*** From the Archives ***

This article is from May 2, 2011, and is no longer current.

Turning a Print Magazine into an iPad App in Three Weeks

Imagine that you’re handed scores of magazine pages in the form of multiple InDesign files. Your task is to reconceptualize that content into a publication that not only looks like it was designed for the iPad, but adds audio and video. And the tools you’re using are so new that they’re evolving as you work with them. Now imagine that you have only three weeks to complete the entire project.
While I think I’d react with a four-letter word, the small team faced with this very real challenge handled it like the pros they are. Scott Citron, Mordy Golding, and Bob Levine created Scientific American‘s “Origins and Endings” app using InDesign CS5 and Adobe’s Digital Publishing Suite.
They do admit that it was a test of their skills. “Just because content fits on a magazine page doesn’t mean it fits on an iPad ‘page’,” notes Scott Citron. “When you shrink down a page of the magazine to the iPad’s 1024 by 768 pixels, you end up with so much text. In the first few prototypes, the text and margins were way too small. We settled on 17.5-point body type and 22-point leading. The print magazine body text is 9.5 points.”
There were also plenty of technical challenges. As Bob Levine notes, the hardware and software are so new that “there’s no experience to call on. You don’t know which rules you can break and still have it function.”
To see how this team solved the design and technical problems, download the full article as an interactive PDF. This PDF is best viewed in Adobe Acrobat or the free Adobe Reader.

  • Anonymous says:

    that’s fascinating (and quite overwhelming). It’s difficult for me to imaging that in the near future, we’re going to be re-creating our work multiple times for multiple outputs. sounds a bit exhausting to me. I know that once I’ve sent a project to print, the last thing I want to do is go back into the file and keep working with it!

  • Anonymous says:

    …promoting super quick turn-around times. Deadlines are squeezed so tightly now, the design community really cannot afford to have clients thinking that yet another design vehicle (an entire digital magazine in this case) can be produced in a shortened time span.

  • Anonymous says:

    I was hoping that the article would actually describe how the designers turned a print magazine into an iPad in three weeks. Instead all we get are a couple of quotations about how difficult it was and a couple of mentions of margins and font sizes. Though the article did say that they used InDesign and the Digital Publishing Suite, there was no information on how they actually used those tools to accomplish their task. No mention of the techniques they developed over the three weeks. No mention of lessons learned or problems to avoid. No mention of how they divided the workload and how each contributed to the final project. Really, nothing of substance at all…

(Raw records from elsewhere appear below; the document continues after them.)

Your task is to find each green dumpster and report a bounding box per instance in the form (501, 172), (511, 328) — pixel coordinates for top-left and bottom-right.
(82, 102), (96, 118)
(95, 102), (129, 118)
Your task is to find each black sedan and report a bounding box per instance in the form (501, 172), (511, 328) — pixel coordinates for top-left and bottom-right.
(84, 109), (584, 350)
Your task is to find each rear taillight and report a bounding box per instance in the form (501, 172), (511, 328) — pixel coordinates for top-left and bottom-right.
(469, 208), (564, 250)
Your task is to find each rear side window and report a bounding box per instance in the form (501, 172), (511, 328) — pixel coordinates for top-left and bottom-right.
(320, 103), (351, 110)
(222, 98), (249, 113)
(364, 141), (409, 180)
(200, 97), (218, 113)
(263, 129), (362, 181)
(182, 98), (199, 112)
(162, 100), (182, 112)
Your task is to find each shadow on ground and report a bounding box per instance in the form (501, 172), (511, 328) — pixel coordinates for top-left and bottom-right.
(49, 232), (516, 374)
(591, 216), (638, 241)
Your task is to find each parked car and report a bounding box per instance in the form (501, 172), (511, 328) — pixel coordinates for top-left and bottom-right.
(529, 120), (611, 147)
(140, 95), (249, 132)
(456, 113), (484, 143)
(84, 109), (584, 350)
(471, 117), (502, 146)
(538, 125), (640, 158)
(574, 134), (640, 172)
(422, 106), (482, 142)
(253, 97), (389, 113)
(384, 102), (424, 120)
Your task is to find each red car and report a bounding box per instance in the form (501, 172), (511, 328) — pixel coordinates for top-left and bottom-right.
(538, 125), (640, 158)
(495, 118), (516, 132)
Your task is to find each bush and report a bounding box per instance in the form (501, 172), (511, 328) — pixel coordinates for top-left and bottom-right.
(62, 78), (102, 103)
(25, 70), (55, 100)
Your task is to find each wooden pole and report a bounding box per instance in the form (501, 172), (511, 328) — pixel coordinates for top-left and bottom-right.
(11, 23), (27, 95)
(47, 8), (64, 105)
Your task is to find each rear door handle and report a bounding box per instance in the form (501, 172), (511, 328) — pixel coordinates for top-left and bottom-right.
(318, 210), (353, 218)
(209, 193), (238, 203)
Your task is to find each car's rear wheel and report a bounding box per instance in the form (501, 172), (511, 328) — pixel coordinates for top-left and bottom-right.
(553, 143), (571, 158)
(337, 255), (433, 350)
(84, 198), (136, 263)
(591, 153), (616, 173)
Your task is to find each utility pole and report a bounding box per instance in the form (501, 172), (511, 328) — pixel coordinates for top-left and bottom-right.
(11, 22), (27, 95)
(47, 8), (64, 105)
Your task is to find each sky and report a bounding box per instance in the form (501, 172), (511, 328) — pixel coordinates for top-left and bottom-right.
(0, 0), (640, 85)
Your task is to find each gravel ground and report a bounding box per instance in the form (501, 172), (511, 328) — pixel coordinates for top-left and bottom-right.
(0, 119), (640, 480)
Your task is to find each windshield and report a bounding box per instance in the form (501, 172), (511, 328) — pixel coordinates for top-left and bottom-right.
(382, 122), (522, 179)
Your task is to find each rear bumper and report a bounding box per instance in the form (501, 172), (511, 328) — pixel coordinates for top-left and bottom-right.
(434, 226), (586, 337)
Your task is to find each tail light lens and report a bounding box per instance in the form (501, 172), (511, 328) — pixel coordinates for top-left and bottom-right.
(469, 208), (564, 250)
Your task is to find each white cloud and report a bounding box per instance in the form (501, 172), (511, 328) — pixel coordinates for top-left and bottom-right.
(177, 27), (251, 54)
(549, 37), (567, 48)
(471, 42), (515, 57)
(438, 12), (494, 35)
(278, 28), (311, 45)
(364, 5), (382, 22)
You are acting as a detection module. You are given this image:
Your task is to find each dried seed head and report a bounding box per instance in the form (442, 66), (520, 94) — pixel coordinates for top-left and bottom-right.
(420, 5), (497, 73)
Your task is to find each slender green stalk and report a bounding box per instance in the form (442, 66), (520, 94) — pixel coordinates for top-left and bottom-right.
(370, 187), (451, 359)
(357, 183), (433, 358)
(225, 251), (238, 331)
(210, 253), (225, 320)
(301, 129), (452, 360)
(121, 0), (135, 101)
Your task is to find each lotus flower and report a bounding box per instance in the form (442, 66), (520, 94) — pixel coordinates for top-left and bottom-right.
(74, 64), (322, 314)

    Just a disappoint article all around.

  • Anonymous says:

    I agree 100%. I read this hoping to learn something new and the only useful information I got out of it was an idea of font size differences.

  • Terri Stone says:

    I understand your desire for solid how-to information. However, the Digital Publishing Suite was still in flux when Mordy, Scott, and Bob created this app. In addition, the conversion situation they faced had some unusual aspects that wouldn’t apply to every publication.

    Those two factors meant that most people would not have been able to use app-production information for their own projects.

    Terri Stone
    Editor in Chief, CreativePro.com

  • Anonymous says:

    It’s funny re-reading this article after almost a year later. We are trying to figure out a way to recreate an entire publication with audio and video in a matter of a few days while the print version is on press. And doing it with with just designer (me) instead of a separate team.